Companies have again shut down, put their workers back on furlough and watched their income shrivel as their debts piled up. The tourism industry is particularly badly affected.
“A lot of these firms will face a crunch point,” said Jessica Hinds, Europe economist at Capital Economics in London. “The government is asking them to pay a larger share [of the furlough cost] but demand isn’t coming back as it was hoping when it set these parameters.”
Yet budget limitations and political infighting could impede the government’s ability to continue the scheme as long and as generously as needed — and recast it to better prepare Spanish firms for a recovery.
Spain spent €8.1bn on ERTE between April and June and risks fuelling its already-high public debt, which has reached around 100 per cent of GDP. On Monday the economy ministry announced that Spain had requested more than €20bn from the European Commission’s SURE funds to finance the scheme as well as aid to businesses and the self-employed.
Spanish labour minister Yolanda Díaz has signalled that the furlough scheme will be extended to the end of the year, though the government has not yet announced details.
“Spain’s government is fiscally constrained and a lack of political cohesion makes it harder to agree decisive action on this, which makes it more likely to see a surge in unemployment and firm closings than other countries,” Ms Hinds said.
Economists argue the rules need remodelling to target support to sectors with long-term potential without propping up financially unviable concerns.
Marcel Jansen, an economics professor at Madrid’s Autónoma University, said that Spain should use the scheme to modernise the labour market, which is dependent on low-skilled, temporary jobs.
“It’s a very good idea to continue the ERTEs, but after that we need a plan,” he said. “It cannot just be keeping employment relationships alive without any further effort to improve skills of workers or to ensure that when we take back the financial help those jobs are viable.”
For heavy users of the furlough scheme, the situation is dire.
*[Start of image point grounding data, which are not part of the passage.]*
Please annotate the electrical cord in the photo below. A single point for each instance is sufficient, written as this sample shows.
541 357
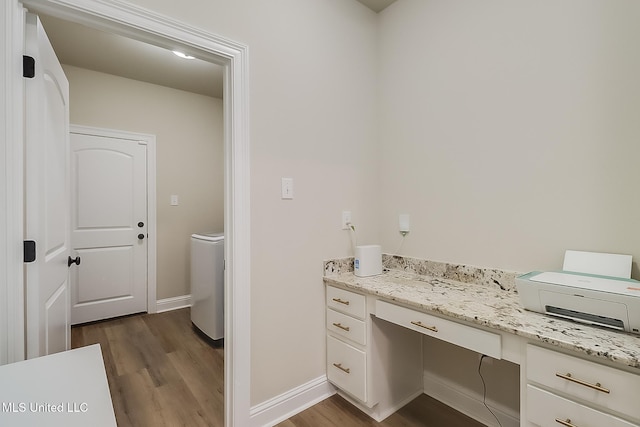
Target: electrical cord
484 390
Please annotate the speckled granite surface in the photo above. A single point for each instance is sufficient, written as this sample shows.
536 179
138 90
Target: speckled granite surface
488 304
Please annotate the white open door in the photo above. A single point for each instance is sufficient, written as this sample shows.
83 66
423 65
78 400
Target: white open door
46 197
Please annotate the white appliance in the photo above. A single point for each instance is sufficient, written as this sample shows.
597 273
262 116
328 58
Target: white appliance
207 283
608 301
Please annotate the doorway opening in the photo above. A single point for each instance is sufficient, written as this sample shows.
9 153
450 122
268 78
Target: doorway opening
143 25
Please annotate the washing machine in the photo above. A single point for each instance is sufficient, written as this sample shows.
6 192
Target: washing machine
207 283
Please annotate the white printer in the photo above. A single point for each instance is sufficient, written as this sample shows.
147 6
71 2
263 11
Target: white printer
581 292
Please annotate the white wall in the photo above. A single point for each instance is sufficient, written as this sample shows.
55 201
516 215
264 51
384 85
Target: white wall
509 132
313 118
189 157
510 129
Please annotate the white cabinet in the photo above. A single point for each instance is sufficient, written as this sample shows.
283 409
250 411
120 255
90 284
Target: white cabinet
376 365
570 391
346 343
478 340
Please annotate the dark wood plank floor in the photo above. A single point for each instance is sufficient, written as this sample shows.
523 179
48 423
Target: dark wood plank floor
162 373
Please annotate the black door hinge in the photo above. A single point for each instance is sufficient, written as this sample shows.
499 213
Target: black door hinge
28 67
29 251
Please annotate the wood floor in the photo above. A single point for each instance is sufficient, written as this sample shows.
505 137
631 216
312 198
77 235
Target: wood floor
162 373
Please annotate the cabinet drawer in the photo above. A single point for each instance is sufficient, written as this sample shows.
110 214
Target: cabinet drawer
346 326
601 385
546 409
464 336
346 368
346 302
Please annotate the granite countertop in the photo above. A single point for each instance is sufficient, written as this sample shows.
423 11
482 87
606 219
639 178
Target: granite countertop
493 306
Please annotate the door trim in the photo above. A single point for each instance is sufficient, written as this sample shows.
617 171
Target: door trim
132 21
152 237
12 332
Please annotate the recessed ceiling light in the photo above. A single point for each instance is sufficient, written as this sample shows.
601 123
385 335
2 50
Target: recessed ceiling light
182 55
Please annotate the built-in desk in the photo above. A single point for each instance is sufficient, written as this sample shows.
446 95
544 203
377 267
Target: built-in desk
488 319
64 389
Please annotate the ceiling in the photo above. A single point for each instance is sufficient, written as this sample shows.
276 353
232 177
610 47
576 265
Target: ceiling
96 50
84 47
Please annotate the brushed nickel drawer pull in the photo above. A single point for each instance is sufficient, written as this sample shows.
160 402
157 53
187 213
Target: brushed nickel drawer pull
566 423
339 325
420 324
339 366
596 386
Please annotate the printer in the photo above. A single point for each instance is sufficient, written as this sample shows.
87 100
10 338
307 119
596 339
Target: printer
582 293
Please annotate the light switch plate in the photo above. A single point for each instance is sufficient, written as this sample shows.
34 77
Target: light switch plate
287 188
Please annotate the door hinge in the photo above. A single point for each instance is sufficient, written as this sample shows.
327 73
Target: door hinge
29 250
28 66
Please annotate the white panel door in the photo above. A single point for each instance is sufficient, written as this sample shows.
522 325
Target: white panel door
46 197
108 227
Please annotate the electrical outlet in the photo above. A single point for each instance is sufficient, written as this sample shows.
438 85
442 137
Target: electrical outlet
346 220
287 188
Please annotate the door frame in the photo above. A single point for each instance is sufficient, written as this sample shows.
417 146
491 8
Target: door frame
135 22
152 237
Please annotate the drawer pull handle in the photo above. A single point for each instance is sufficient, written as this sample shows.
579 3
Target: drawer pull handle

A recent survey by Barcelona’s restaurant union, the Gremi de Restauració, found that 38 per cent of its members were considering closing, and of the rest, almost 60 per cent said they would need to lay off workers.
Roger Pallarols, managing director of the Gremi de Restauració, said the rules meant to encourage firms to bring back and keep workers, along with the September end date, had made furlough too costly and unpredictable.
“With the outbreaks and the slowdown, these mechanisms that try to motivate the return of workers have stopped making sense,” he said. “Sadly we are not in a continual process of recuperation but one interrupted by health-related potholes. It’s better for a business with eight people to employ four than to go bankrupt and fire all of them.”
For now, those in Barcelona’s restaurant industry are just hoping the money keeps coming until the next tourist season begins in the spring.
“I just hope the ERTEs don’t stop in September. I really don’t know what will happen in this city if they do,” said Ms Preston. “I think there will be a financial tsunami.”